Depressing reports over recent months on the government's plans to build its headquarters at Tamar, knock down history on the Central waterfront and further reclaim our beautiful harbour remind me forcefully of a cautionary story I read to my children when they were small. The Giving Tree, by Shel Silverstein, is an environmental parable which recounts the many gifts a majestic tree lavishes lovingly on a small boy over the course of his long, increasingly needy life.

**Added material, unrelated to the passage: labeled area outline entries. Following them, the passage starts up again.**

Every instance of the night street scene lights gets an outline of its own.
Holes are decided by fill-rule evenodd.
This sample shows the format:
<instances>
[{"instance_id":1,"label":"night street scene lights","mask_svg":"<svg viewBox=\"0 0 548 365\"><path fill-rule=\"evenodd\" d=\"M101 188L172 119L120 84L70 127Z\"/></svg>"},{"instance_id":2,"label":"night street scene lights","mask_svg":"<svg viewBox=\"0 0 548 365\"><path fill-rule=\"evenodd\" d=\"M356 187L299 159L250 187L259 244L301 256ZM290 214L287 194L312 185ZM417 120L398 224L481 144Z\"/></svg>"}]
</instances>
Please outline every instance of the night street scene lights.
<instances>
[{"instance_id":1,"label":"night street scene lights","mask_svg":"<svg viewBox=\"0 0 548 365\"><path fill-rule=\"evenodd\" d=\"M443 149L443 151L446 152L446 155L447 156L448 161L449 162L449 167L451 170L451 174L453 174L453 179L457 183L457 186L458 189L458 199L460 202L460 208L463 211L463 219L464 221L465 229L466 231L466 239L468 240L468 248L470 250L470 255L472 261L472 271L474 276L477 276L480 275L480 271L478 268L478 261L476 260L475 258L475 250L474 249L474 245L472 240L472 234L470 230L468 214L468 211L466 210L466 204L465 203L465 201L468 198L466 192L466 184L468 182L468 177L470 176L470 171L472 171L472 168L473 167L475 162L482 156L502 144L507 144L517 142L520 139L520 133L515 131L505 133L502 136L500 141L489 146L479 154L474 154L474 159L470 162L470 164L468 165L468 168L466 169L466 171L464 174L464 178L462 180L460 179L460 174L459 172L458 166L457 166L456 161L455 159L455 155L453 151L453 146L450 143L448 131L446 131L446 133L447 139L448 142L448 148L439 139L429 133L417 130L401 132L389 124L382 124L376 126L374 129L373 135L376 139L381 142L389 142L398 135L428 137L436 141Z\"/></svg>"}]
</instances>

In the beginning, the boy is happy simply to play beneath the tree's protective canopy and to swing from its branches. 'And the boy loved the tree', as I imagine senior government officials loved the harbour before they became important men and women. However, as the boy grew older, he no longer went to visit the tree, for he was becoming a very busy man. Then, one day, this young businessman took a long, hard look at the tree again and saw its vast potential for making money. And the tree was only too happy to give up its apples for sale, as our property developers and road planners have been only too happy to gobble up the harbour shoreline.
As the young man grew older, one of the defining characteristics of adulthood was that he was no longer happy or satisfied for long. So he returned to the tree, which gladly gave him its branches to build a house for his family, as our harbour provided commercial office and retail space.
Finally, the boy reached retirement age and, like our senior civil servants became 'too old and sad to play' and wanted to sail into the sunset - not on a Star ferry that would only take him a short distance across a dramatically reduced harbour (in any case, relocated to a berth impossible for the old and infirm to reach with ease) - but on a big boat that would take him far away. So he returned to the tree and requisitioned its trunk. The tree was so happy to see him again at any cost that 'she could hardly speak'. Likewise our harbourfront, which has no united voice in government to defend it, is now offering up what is left of its body to groundscrapers, government headquarters, shopping malls and a six-lane bypass.
However, in retirement, the boy discovered the wisdom to see that he didn't need much to be happy - not a big boat or another Mercedes-Benz to speed him along the waterfront road without seeing the harbour, but 'just a quiet place to sit and rest'. So the tree gave him the only thing it had left - its old stump, where he could take a seat and savour the view.
Leung Kong-yui, chairman of a subcommittee of the Harbourfront Enhancement Committee, cannot assure us that phase two of the Wan Chai Development Project and the Central-Wan Chai bypass will be the last reclamation of Victoria Harbour ('Calm sailing tipped for harbour plan', October 7). The government may provide a stump where we can sit and rest now, but what will be left for our children? When will we grow up and realise that, in our seemingly insatiable consumption of the harbour, we are destroying a natural landscape that is not only intrinsic to Hong Kong's identity but may also be vital to the legendary energy and dynamism that flow through our city?